Martin me fait signe de baisser le ton et je me braque en croisant les bras. Des larmes coulent sur mes joues. Ne m’avait-il pas dit que j’étais capable de guérir les malades et de ressusciter les morts? Je ne veux pas être l’instrument de la mort! Je veux un vrai pouvoir! Quelque chose qui fait du bien, surtout!

Martin pose une main lourde sur mon épaule.

— Aie confiance en Dieu, Élisabeth, dit-il tout bas. Crois-moi, il sait ce qu’il fait. Penses-y pendant que tu m’attends ici. Je dois aller voir quelques personnes. Je n’en ai pas pour longtemps.

D’un doigt, il pointe une salle d’attente. Je me laisse tomber sur un siège sans réfléchir.
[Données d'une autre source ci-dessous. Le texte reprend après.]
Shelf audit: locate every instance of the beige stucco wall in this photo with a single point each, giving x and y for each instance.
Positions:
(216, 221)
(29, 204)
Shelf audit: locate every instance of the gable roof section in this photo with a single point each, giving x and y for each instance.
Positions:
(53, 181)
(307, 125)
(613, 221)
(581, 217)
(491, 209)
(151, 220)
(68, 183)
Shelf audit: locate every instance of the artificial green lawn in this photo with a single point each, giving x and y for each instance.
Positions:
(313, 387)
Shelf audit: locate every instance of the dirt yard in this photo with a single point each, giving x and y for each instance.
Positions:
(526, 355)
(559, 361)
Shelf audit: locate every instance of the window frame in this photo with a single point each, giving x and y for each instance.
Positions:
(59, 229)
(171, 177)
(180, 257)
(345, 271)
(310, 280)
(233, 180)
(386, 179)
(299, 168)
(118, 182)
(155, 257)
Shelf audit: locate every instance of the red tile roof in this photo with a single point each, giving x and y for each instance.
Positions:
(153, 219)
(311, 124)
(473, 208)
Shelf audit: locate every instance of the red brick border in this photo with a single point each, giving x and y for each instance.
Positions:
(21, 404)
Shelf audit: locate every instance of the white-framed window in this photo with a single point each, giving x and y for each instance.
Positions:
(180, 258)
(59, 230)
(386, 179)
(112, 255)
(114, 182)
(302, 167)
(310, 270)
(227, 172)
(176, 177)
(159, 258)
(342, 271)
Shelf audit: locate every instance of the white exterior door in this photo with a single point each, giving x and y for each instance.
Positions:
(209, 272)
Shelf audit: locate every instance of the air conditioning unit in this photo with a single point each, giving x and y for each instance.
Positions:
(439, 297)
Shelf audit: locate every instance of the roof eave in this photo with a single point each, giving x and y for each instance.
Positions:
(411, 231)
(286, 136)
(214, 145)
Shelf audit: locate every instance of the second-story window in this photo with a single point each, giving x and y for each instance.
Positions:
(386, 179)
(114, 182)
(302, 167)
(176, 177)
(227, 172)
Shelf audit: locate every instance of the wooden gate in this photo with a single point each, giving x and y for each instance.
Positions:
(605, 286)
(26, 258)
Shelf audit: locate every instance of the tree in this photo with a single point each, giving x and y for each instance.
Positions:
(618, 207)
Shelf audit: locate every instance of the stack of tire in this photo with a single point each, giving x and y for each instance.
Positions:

Ma tête bourdonne de remords, et maintenant que le prêtre n’est plus là, je ne peux pas m’empêcher de jeter un œil en direction de la chambre de madame Beauvais. Elle est morte seule, sans famille. Et moi, je n’ai rien pu faire pour l’en empêcher. Pourquoi Dieu m’a-t-il octroyé un tel pouvoir si c’est pour donner la mort? Je ne veux pas de ce cadeau empoisonné!